Dear Flour Fans,
I started a post about grain education info last week, in lieu of not attending the Northern Grain Growers Conference in Burlington. Knee repair kept me at home, and I spent last weekend icing that knee as a storm raged outside. I wondered why I had chosen to have this surgery when so many people can’t make basic choices, like feeding themselves, because they are facing war and other human predations.
Today is a sunshiny day, so different from last weekend’s ice and snow. I have a sturdy PT who is helping me see that discomfort is part of my recovery, and I’m looking forward to celebrating Easter.
I am blessed with many families. My relatives will come here Sunday, and my non-blood relations, the extra families that became tied to mine as my second son grew up, came over last night. Felix is home from Buffalo for a job interview. He has extra siblings in these two families, and my husband and I have good friends in the parents. On the spur of the moment we ate together, a big pot of spaghetti and lots of smiles. I got to eat hamantaschen, and to wag heads with my pals: how have our babies grown?

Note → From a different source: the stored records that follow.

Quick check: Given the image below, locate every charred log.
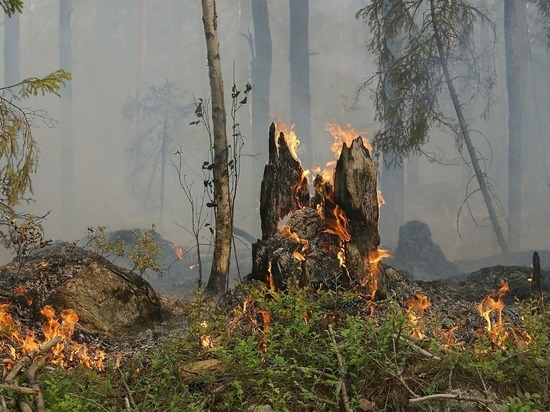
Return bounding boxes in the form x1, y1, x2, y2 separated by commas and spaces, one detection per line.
531, 252, 542, 296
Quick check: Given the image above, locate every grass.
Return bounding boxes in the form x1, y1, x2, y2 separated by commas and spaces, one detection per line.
7, 285, 550, 412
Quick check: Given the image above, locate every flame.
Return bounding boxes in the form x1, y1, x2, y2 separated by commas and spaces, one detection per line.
405, 293, 431, 339
361, 249, 392, 296
0, 303, 107, 371
477, 281, 510, 346
325, 204, 351, 242
267, 260, 277, 291
325, 123, 372, 159
168, 242, 183, 260
276, 123, 300, 162
199, 320, 216, 349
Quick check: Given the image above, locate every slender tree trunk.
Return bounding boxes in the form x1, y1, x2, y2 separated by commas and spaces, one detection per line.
59, 0, 74, 228
201, 0, 233, 295
159, 109, 168, 233
252, 0, 272, 201
289, 0, 313, 167
136, 0, 147, 130
430, 0, 509, 258
380, 5, 405, 246
504, 0, 522, 251
4, 12, 21, 86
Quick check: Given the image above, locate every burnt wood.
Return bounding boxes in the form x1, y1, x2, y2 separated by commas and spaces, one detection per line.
260, 123, 310, 240
334, 137, 380, 283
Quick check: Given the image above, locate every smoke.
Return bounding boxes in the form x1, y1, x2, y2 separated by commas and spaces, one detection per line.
2, 0, 550, 268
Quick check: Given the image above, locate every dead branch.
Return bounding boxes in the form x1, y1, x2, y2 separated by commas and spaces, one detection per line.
409, 393, 494, 411
117, 368, 138, 411
391, 333, 441, 360
328, 325, 351, 412
0, 383, 39, 396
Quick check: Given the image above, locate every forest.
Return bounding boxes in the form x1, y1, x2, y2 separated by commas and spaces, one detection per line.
0, 0, 550, 412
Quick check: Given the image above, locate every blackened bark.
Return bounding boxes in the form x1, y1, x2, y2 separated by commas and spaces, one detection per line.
334, 137, 380, 282
260, 123, 309, 240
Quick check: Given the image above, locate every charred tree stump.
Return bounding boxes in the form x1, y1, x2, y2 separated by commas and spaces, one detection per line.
334, 137, 380, 290
249, 124, 380, 293
260, 123, 309, 240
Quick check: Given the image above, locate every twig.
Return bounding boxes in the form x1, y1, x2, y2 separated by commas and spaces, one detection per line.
328, 325, 351, 412
17, 398, 33, 412
409, 393, 491, 411
5, 335, 63, 383
0, 383, 39, 396
117, 368, 137, 411
391, 333, 441, 360
294, 381, 338, 408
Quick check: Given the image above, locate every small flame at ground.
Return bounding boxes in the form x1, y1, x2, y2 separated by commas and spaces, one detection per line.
277, 123, 300, 162
0, 303, 107, 371
361, 249, 392, 296
477, 281, 510, 346
405, 293, 431, 339
169, 242, 183, 260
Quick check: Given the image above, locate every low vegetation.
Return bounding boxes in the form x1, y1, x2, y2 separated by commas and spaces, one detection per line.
6, 278, 550, 412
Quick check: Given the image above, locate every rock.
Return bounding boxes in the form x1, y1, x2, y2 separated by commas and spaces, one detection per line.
0, 244, 166, 336
386, 220, 460, 280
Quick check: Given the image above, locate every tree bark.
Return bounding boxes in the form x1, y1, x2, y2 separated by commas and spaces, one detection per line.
59, 0, 74, 232
4, 12, 21, 86
201, 0, 233, 295
260, 123, 309, 240
430, 0, 509, 258
504, 0, 522, 251
334, 137, 380, 284
289, 0, 313, 166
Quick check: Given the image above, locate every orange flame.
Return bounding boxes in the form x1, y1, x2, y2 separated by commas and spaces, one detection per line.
0, 303, 107, 371
325, 205, 351, 242
477, 281, 510, 346
325, 123, 372, 159
405, 293, 431, 339
361, 249, 392, 296
168, 242, 183, 260
277, 123, 300, 162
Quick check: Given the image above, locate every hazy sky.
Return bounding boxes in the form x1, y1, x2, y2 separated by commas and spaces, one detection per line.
0, 0, 550, 268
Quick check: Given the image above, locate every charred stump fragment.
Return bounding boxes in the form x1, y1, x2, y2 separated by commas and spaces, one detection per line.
260, 123, 309, 240
334, 137, 380, 289
251, 124, 380, 293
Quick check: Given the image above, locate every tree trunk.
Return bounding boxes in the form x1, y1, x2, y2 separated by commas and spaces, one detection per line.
504, 0, 522, 251
260, 123, 309, 240
334, 137, 380, 290
4, 12, 21, 86
252, 0, 272, 190
59, 0, 74, 232
201, 0, 233, 295
430, 0, 509, 258
289, 0, 313, 166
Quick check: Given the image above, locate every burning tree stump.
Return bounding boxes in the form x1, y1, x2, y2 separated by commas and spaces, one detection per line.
251, 124, 380, 293
334, 137, 380, 290
260, 123, 309, 240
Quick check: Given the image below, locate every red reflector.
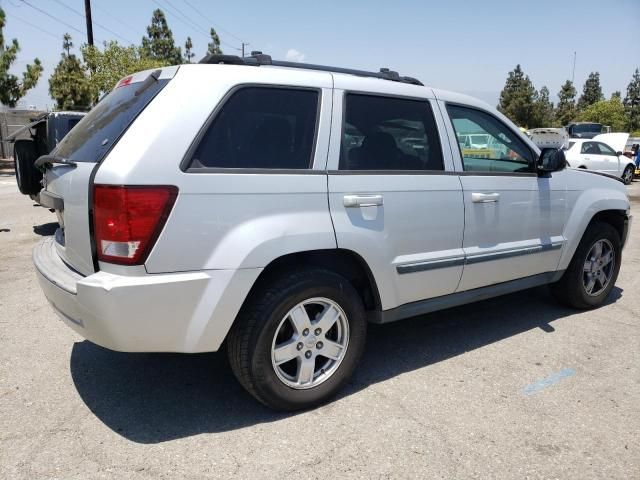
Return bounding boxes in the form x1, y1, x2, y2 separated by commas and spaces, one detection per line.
93, 185, 178, 265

Time is here and gone, always. Out the window, I look at the shaggy wreck of our beloved white pine, a tree that was far taller than our house. Ages ago, my husband told me not to get attached to this tree, because the limbs of white pines are notoriously weak. The combo of beautiful ice and heavy snow lobbed off most of the limbs, and the top. Trees are upended all around us, near houses, in cemeteries. Many people were without power for days. But I feel hopeful because we are on the cusp of spring.
For Sunday, I’m making a bread with poppyseeds, apples and pecans, celeriac salad, and lamb, using recipes from Olia Hercules, and a celery root from the garden. At the co-op, I got fresh yeast for the bread because it is such a fun thing to use. Frothy and blooming, it is just so different than sourdough or dried yeast. (If you can’t find some in a store, ask at a nearby bakery. Many of Olia’s online recipes call for fresh yeast, and I’ve found good info about yeast and conversions here.) Another delight was finding pecans from New Communities, a cooperative and part of New Communities, a foundational land trust in Georgia co-founded by Shirley Sherrod.1
I have to look at the bread schedule and get planning, but I know the run of the day: before we eat we will decorate eggs, and draw on the tablecloth my mother started when she was a nursery school teacher. Kids drew inside the magic-markered outlines of eggs and bunnies she drew, and each year, it gets harder to find room, but we’ll just make our bunnies and decorations smaller.
Eggs are a great mystery to me. I don’t like the taste of them, and even skipped going to nursery school because I didn’t want to eat scrambled eggs. I skipped sleepovers, too! But I love how chickens gobble our food scraps in the yard, and I love the eggs they make. I love what eggs do to baking, and I love thinking about the symbolic potential that eggs represent. These beautiful ovoids can become so many things.
In 1997 Jack and I had an egg balancing party on the Equinox in our backyard in Seattle. Eggs supposedly stand up on the Equinox, so we got a bunch of people together to test out this folklore. Jack was exceptionally good at balancing eggs, which is not surprising. A dancer and tree climber, he can balance most things very well.
Pictures from that day made their way into a digital poem I made with my friends Ellie and Andrew for the Sanctuary for Independent Media — a great resource here in Troy. They even run a community radio station! Here are my musing about eggs.
I hope you are having a little bit or a lot of joy in your life, planting seeds, baking Kulich in a coffee can, or loving looking at the daffodils that nearly want to show their faces.
Love, Amy
Thanks for this insightful writing - and the musings about eggs. Hahah! Your rooster kicked your eggs twice! That is hilarious! Now go put some ice on that knee and take it easy! All will heal with lots of RICE -- Rest Ice Compression Elevation :)
Hope you have a wonderful Easter gathering and best of luck with your knee surgery recovery! Sorry to learn what happened to your white pine. Our daughter recently moved to the Albany area and was without power for 17 hours last weekend. I was worried about her shivering in a dark, cold apartment but she got through it fine. With all the huge pines around the area, not surprised about the power outage from the storm. It looks like a beautiful area, the little we saw of it while helping her get settled. We did go up to Troy briefly so my husband could pick up some beers from a microbrewery there.